Educational Background

BS, Electrical and Computer Engineering,
Johns Hopkins University, 1989
-
MSE, Electrical and Computer Engineering, Johns Hopkins University, 1989
-
PhD, Computation and Neural Systems, California Institute of Technology, 1997
Honors and Awards
- Beneficial-Hodson Merit Scholarship, Johns Hopkins University, 1985
- Sloan Fellowship for Theoretical Neurobiology, California Institute of Technology, 1995
- Skirkanich Junior Chair, University of Pennsylvania, 1997
- Fellowship in Science and Engineering, Packard Foundation, 1999
- CAREER Award, National Science Foundation, 2001
- Young Investigator Award, Office of Naval Research, 2002
- NIH Director’s Pioneer Award, National Institutes of Health, 2006
Research Goals
Being a scientist at heart, I want to understand how cognition arises from neuronal properties. Being an engineer by training, I am using silicon integrated circuits to emulate the way neurons compute, linking the seemingly disparate fields of electronics and computer science with neurobiology and medicine.
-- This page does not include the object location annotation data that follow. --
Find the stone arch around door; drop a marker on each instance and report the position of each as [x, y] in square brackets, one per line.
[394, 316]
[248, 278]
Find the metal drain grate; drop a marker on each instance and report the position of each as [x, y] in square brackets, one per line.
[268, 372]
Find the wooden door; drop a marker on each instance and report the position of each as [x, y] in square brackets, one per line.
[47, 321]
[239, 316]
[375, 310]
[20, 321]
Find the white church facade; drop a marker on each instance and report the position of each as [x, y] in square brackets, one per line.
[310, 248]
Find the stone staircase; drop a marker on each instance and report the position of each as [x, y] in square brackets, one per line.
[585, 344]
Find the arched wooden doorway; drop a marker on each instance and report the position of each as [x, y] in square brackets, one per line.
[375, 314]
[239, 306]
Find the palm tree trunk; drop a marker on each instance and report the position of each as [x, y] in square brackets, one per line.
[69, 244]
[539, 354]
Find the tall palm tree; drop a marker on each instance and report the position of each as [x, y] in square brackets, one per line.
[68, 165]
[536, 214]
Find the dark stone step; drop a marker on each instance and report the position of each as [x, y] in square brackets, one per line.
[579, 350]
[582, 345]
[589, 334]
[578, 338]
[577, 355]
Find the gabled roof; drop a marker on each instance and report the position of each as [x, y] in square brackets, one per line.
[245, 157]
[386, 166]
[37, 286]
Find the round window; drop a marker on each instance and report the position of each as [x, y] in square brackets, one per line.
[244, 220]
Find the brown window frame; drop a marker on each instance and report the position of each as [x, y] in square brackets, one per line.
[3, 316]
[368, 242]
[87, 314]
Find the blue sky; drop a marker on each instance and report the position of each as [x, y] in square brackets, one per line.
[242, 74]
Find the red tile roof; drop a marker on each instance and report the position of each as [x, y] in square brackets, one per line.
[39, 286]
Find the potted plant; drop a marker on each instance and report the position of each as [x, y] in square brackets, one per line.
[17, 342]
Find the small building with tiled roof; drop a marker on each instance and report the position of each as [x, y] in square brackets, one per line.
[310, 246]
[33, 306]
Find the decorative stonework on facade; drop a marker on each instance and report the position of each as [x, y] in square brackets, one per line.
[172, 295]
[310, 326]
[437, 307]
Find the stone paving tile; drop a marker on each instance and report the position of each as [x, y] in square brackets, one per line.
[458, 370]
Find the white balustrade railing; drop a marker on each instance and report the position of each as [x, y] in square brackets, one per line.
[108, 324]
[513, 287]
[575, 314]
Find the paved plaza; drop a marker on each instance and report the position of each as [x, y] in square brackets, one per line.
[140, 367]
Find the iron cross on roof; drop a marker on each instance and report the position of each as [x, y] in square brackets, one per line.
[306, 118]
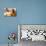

My group's contributions to the field of neuromorphic engineering include a silicon retina that could be used to give the blind sight and a self-organizing chip that emulates the way the developing brain wires itself up. Our work is widely recognized, with over sixty publications, including a cover story in the May 2005 issue of Scientific American.
My current research interest is building a simulation platform that will enable the cortex's inner workings to be modeled in detail. While progress has been made linking neuronal properties to brain rhythms, the task of scaling up these models to link neuronal properties to cognition still remains. Making the supercomputer-performance required affordable is the goal of our Neurogrid project. It is at the vanguard of a profound shift in computing, away from the sequential, step-by-step Von Neumann machine towards a parallel, interconnected architecture more like the brain.